Monday, August 23, 2010

Power struggle leaves mining tax in flux

With a hung parliament delivering rounds of political horse-trading between the two major parties and independents over the next days and weeks, the recent uncertainties affecting the mining sector are set to continue.

At the centre of this uncertainty is whether or not a federal mining tax will now be imposed in the first place, let alone at what rate and structure it will be set.

It is well-known that Julia Gillard and Labor are proposing a Mineral Resources Rent Tax of 30 per cent on iron ore and coal miners.  The existing offshore Petroleum Resource Rent Tax will also be extended to onshore oil and gas projects.

These new arrangements will increase the effective tax on mining and so diminish the international competitiveness of some of our large export earners, driving potential new ventures offshore.

It is widely understood that the Liberal-Nationals Coalition under Tony Abbott will not progress with a dedicated federal tax on mining activity.

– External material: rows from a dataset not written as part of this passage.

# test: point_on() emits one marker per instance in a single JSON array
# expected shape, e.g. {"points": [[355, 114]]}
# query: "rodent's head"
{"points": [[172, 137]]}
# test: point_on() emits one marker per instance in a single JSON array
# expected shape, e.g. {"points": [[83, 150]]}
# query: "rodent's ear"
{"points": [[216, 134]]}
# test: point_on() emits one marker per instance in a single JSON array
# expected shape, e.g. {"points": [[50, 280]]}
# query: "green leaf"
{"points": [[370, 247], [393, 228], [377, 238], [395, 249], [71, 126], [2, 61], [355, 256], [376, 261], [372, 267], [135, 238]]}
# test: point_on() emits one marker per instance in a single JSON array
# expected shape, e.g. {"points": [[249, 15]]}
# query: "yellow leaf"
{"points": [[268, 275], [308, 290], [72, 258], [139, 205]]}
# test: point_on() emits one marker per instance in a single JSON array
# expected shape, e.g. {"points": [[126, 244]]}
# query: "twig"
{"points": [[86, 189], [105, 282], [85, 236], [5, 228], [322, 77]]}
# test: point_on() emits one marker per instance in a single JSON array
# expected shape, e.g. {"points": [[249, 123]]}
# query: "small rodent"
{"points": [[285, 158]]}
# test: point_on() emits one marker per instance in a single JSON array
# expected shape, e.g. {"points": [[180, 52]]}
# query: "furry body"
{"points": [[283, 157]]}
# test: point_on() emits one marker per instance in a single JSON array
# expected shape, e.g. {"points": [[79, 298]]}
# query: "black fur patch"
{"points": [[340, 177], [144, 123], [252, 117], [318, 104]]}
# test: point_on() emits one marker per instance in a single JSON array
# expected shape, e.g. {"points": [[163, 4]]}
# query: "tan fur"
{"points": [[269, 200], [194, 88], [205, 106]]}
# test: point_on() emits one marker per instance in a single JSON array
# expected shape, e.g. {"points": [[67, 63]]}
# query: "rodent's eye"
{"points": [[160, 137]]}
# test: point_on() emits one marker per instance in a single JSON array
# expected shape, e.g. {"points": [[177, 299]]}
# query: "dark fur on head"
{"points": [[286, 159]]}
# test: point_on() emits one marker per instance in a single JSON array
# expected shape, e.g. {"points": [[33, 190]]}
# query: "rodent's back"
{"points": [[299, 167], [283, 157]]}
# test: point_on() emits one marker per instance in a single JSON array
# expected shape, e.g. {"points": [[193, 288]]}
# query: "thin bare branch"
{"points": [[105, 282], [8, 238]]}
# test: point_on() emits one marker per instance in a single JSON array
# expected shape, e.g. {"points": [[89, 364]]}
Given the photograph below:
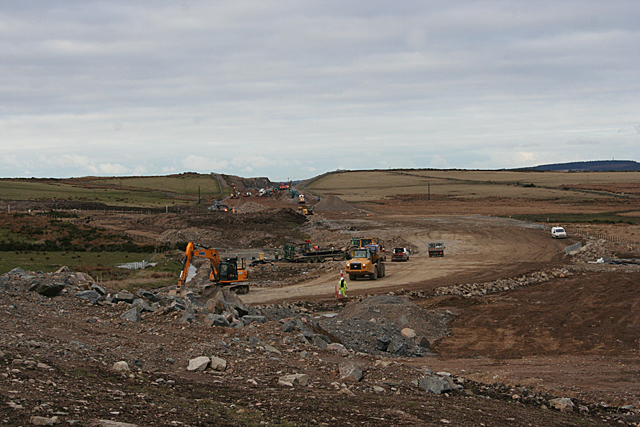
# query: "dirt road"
{"points": [[477, 249]]}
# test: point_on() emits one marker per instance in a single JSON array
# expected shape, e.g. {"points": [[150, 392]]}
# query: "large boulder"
{"points": [[199, 363], [350, 371], [91, 296], [216, 320], [562, 404], [434, 385], [47, 289], [132, 315]]}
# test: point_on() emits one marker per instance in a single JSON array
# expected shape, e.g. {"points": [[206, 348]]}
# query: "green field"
{"points": [[134, 191], [101, 266]]}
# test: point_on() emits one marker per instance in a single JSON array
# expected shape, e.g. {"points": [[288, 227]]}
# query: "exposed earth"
{"points": [[504, 323]]}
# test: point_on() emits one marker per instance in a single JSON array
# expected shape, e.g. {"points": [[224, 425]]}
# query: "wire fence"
{"points": [[572, 248]]}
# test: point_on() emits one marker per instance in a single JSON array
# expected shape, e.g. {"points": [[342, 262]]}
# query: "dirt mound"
{"points": [[399, 311], [333, 203], [251, 207]]}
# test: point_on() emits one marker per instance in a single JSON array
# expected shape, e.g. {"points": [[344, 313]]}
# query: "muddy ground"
{"points": [[575, 334]]}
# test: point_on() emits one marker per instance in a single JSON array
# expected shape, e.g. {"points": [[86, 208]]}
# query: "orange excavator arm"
{"points": [[189, 253], [230, 273]]}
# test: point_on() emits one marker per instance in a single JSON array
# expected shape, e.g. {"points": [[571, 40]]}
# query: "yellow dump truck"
{"points": [[366, 262]]}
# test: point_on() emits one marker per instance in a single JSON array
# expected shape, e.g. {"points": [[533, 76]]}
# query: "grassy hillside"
{"points": [[154, 191], [368, 186]]}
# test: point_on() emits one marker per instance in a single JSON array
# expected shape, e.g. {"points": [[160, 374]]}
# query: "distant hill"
{"points": [[592, 166]]}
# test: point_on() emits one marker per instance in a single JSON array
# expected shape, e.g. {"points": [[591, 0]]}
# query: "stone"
{"points": [[188, 317], [144, 306], [318, 342], [47, 289], [132, 315], [289, 326], [216, 320], [408, 332], [350, 371], [99, 289], [149, 296], [44, 421], [562, 404], [91, 296], [109, 423], [434, 384], [247, 320], [127, 297], [121, 366], [271, 349], [339, 348], [382, 343], [199, 363], [218, 364], [294, 379], [398, 347]]}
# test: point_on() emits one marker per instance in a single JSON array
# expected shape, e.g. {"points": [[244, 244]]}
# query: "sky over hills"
{"points": [[290, 89]]}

That the Coalition won a swag of seats in the resources state of Queensland, and performed strongly in Western Australia, provides some evidence in support of its anti-mining tax stance during the campaign.

It appears that a number of independents in the Lower House, including Bob Katter in Kennedy and the independent WA National Tony Crook in O'Connor, are staunchly against the MRRT.

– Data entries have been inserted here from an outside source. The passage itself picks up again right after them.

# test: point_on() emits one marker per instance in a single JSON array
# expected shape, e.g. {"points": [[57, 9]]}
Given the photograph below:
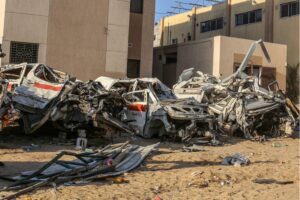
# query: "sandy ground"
{"points": [[171, 173]]}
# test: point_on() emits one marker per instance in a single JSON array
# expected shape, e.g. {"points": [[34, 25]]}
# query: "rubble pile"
{"points": [[33, 94], [240, 103], [198, 106], [110, 161]]}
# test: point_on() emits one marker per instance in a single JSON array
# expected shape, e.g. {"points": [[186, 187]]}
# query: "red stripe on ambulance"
{"points": [[138, 107], [47, 87]]}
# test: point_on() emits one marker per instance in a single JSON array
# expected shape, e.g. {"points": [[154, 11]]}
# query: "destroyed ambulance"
{"points": [[153, 110], [240, 103], [33, 94], [28, 92]]}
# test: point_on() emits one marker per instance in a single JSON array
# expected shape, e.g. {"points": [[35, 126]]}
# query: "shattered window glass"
{"points": [[136, 97], [12, 73], [23, 52], [46, 74]]}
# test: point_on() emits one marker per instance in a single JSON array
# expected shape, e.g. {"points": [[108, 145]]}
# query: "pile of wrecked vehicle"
{"points": [[239, 103], [33, 94]]}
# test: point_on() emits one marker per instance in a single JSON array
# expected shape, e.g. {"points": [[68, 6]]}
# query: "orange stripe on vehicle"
{"points": [[47, 87], [138, 107], [9, 86]]}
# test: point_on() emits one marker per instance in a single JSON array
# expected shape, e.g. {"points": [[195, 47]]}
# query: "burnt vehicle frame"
{"points": [[152, 109]]}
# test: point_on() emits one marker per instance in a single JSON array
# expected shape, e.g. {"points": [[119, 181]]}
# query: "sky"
{"points": [[164, 6]]}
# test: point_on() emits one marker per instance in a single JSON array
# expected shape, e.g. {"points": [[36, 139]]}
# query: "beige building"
{"points": [[220, 56], [84, 38], [275, 21]]}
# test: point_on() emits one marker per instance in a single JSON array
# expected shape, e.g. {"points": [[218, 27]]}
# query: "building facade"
{"points": [[275, 21], [84, 38], [220, 56]]}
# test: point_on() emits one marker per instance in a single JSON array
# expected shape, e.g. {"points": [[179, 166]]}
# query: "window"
{"points": [[189, 37], [212, 25], [23, 52], [205, 26], [136, 6], [289, 9], [220, 23], [248, 17]]}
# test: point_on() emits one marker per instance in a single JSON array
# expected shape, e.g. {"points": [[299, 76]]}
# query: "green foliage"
{"points": [[292, 82]]}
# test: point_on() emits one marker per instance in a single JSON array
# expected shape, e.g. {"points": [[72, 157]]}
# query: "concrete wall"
{"points": [[26, 21], [236, 48], [197, 54], [286, 31], [217, 56], [272, 28], [147, 38], [210, 13], [117, 36], [251, 31], [157, 35], [135, 36], [77, 37], [177, 27]]}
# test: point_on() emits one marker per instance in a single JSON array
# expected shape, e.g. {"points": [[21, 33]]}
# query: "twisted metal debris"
{"points": [[110, 161]]}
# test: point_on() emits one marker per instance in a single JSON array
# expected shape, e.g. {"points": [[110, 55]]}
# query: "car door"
{"points": [[38, 88], [137, 111]]}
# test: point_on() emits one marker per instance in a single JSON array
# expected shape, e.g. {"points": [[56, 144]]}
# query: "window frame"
{"points": [[290, 9], [138, 11], [244, 18], [15, 48], [209, 25]]}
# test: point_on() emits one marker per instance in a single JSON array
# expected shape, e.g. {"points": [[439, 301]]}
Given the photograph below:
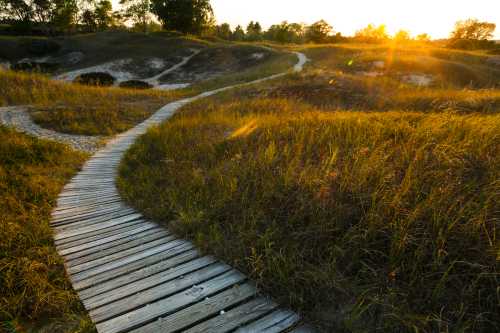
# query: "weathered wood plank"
{"points": [[234, 318], [203, 310], [98, 234], [76, 277], [303, 329], [77, 266], [157, 264], [275, 322], [66, 222], [116, 246], [144, 297], [100, 224], [124, 236], [170, 305]]}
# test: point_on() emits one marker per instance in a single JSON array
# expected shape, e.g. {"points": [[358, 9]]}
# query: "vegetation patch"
{"points": [[80, 109], [96, 79], [35, 294], [135, 84], [360, 220], [40, 67]]}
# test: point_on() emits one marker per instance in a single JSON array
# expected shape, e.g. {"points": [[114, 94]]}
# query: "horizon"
{"points": [[427, 16]]}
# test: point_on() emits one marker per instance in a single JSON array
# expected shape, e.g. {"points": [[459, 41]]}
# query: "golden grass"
{"points": [[35, 294], [363, 221]]}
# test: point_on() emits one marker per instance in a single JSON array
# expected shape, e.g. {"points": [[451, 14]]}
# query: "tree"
{"points": [[224, 31], [137, 11], [186, 16], [254, 31], [286, 32], [424, 38], [402, 36], [372, 34], [88, 20], [65, 14], [473, 29], [239, 33], [318, 32], [104, 14], [17, 10]]}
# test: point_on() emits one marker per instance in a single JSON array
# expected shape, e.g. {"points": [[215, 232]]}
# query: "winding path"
{"points": [[18, 117], [133, 275]]}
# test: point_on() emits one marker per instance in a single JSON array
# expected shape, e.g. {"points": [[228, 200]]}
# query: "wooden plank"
{"points": [[159, 265], [101, 224], [133, 288], [101, 279], [124, 236], [158, 292], [59, 224], [98, 234], [234, 318], [76, 277], [303, 329], [63, 208], [116, 246], [83, 264], [87, 210], [275, 322], [203, 310], [169, 305]]}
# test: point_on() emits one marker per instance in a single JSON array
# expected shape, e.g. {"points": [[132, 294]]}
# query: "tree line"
{"points": [[197, 17]]}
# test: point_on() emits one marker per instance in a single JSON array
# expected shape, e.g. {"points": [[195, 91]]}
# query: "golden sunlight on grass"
{"points": [[245, 130]]}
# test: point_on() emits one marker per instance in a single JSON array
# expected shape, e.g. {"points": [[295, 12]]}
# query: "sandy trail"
{"points": [[17, 117], [113, 68], [110, 276], [154, 81]]}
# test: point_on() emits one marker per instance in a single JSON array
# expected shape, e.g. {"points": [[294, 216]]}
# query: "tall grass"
{"points": [[35, 294], [362, 221]]}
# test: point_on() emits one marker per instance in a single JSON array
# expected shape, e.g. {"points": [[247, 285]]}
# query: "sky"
{"points": [[436, 17]]}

Others, such as independent Andrew Wilkie and perhaps Tony Windsor, might support Labor's mining tax policy.

Given that the Greens have now assumed balance of power status in the Senate, it is necessary to also considertheir stance on the mining tax as a possible price for the formation of a minority government.

In early April, Greens leader Bob Brown called for a 50 per cent ''resource rent tax'' on mining company profits.

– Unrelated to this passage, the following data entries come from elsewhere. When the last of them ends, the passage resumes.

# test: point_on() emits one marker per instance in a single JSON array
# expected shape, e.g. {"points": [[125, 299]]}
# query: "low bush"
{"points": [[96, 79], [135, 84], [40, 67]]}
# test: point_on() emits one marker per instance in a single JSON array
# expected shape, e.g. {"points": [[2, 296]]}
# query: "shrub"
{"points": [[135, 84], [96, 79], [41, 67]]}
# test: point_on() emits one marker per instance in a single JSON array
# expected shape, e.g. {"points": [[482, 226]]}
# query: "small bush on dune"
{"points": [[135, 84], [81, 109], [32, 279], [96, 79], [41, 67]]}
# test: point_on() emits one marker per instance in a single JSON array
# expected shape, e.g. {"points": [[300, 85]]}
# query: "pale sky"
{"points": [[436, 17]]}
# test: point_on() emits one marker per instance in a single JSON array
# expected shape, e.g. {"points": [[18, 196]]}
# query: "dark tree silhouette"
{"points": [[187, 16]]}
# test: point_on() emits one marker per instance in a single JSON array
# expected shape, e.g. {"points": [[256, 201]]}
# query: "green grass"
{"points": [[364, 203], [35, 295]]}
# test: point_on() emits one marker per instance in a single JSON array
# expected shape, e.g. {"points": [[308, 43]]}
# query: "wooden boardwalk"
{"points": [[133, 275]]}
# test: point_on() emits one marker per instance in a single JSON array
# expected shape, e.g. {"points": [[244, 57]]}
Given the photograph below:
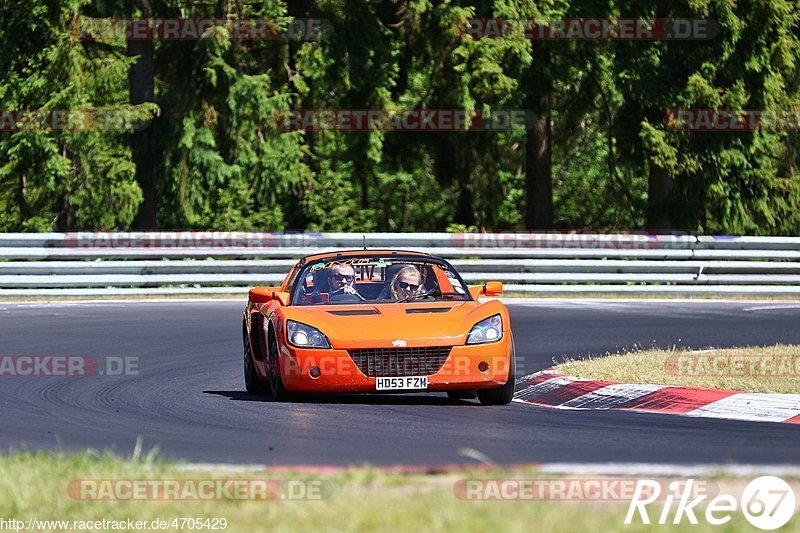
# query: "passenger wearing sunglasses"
{"points": [[406, 283], [341, 279]]}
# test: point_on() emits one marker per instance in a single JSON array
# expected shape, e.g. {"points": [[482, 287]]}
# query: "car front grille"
{"points": [[400, 362]]}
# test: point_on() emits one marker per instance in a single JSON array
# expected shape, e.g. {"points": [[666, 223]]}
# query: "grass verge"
{"points": [[35, 486], [747, 369]]}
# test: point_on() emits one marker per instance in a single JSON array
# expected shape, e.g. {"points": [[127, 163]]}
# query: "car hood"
{"points": [[396, 325]]}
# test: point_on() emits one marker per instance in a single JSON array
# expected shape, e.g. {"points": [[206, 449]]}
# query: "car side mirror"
{"points": [[262, 295], [493, 288], [490, 288]]}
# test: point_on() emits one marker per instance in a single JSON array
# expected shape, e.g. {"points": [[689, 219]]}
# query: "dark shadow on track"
{"points": [[352, 399]]}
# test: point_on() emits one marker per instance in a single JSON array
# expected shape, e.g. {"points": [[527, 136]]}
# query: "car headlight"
{"points": [[489, 330], [304, 336]]}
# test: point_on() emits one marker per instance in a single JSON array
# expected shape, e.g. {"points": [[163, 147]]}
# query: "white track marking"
{"points": [[752, 406], [612, 396]]}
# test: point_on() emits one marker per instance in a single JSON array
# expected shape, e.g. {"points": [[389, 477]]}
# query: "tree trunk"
{"points": [[659, 185], [538, 156], [141, 83]]}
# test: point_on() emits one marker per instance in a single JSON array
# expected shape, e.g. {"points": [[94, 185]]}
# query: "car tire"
{"points": [[504, 394], [277, 390], [252, 383]]}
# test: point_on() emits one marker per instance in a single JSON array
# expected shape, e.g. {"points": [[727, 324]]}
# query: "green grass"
{"points": [[364, 499], [740, 369]]}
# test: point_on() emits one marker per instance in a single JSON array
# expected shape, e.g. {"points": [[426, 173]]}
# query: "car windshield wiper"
{"points": [[434, 292]]}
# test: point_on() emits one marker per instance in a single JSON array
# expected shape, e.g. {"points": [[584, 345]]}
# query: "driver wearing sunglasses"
{"points": [[406, 283], [341, 279]]}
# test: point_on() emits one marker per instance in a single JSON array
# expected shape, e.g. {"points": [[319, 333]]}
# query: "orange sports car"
{"points": [[372, 321]]}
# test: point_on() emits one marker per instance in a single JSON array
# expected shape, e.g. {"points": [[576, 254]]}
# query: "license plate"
{"points": [[406, 383]]}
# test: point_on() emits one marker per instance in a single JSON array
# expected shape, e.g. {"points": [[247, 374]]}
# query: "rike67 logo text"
{"points": [[767, 502]]}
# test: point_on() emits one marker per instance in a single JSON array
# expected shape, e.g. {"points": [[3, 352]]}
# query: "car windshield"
{"points": [[377, 279]]}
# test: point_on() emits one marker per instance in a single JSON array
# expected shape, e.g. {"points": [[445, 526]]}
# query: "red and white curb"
{"points": [[553, 389]]}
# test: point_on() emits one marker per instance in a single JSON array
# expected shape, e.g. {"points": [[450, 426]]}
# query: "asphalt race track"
{"points": [[189, 398]]}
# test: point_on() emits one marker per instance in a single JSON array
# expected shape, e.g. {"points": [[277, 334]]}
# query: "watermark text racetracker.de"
{"points": [[732, 365], [188, 239], [767, 502], [730, 120], [59, 366], [566, 489], [194, 29], [591, 29], [179, 523], [408, 120], [198, 490]]}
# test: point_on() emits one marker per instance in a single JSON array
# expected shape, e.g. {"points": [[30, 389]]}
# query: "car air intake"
{"points": [[400, 362]]}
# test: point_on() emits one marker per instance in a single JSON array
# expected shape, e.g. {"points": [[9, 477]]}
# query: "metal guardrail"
{"points": [[87, 264]]}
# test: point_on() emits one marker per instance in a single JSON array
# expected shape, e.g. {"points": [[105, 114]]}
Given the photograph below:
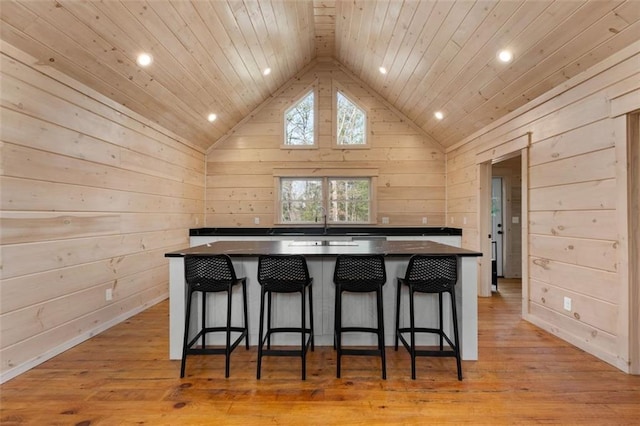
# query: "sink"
{"points": [[321, 243]]}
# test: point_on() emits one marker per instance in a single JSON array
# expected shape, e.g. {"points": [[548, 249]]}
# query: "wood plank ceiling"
{"points": [[209, 55]]}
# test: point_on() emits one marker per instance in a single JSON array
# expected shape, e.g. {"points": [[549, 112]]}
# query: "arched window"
{"points": [[351, 122], [299, 122]]}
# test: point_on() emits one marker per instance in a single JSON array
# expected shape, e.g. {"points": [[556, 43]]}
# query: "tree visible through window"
{"points": [[302, 200], [351, 122], [299, 122], [349, 200]]}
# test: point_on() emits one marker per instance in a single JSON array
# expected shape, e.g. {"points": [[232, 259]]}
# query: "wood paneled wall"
{"points": [[574, 189], [410, 165], [92, 197]]}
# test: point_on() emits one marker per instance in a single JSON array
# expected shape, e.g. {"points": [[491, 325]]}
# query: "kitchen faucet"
{"points": [[324, 215]]}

Revenue from this super-tax would be funnelled into a ''national resources fund'' for a range of pet projects ostensibly determined by political priorities.

The Greens have already indicated a desire for revenues from their mining super-tax to finance a high-speed rail link on the eastern seaboard.

This is despite two decades of feasibility studies showing such a scheme to be unviable, particularly against high-speed, low-cost aviation.

During the election campaign, Brown maintained his push for heavier taxes on mining boasting that the million-plus expected votes for the Greens nationally would represent a mandate for ''a bigger return from the big miners''.

What happens next on mining taxation crucially depends on which major party happens to fall over the line of minority government.

If the Abbott-led Coalition secures sufficient support on the Lower House floor, the mining tax immediately disappears from the forward estimates of the budget papers.

If Gillard scrapes over the line, a mining tax will either stay or go.

The mining tax would stay if Labor chooses to engage with the Greens in the Senate.  A clear risk is that the Greens might demand their preferred higher mining tax in exchange for giving Labor support for its legislative program.

As has been noted by recent international investment surveys, it is entirely possible that higher mining taxes could lead enterprises to redirect more of their money, time and energies away from Australia towards more hospitable mining tax locations around the globe.

This could imply either that currently exploited ore bodies in Australia will be mined less intensively than otherwise would be the case, or some deposits including those with lower-grade ore will not be extracted at all.  Local mining investment, employment and export sales would all be adversely affected under this scenario.

On the other hand, if Labor decides to sideline the Greens and seek co-operation with the Coalition in the Senate then the mining tax may well be the first casualty of such an deal.

In this case Treasurer Wayne Swan will need to explore additional expenditure reduction options to balance the budget by 2012-13.

Nothing less than Australia's position as a leading mining investment destination will hinge on the outcome of the political horse-trading now in train.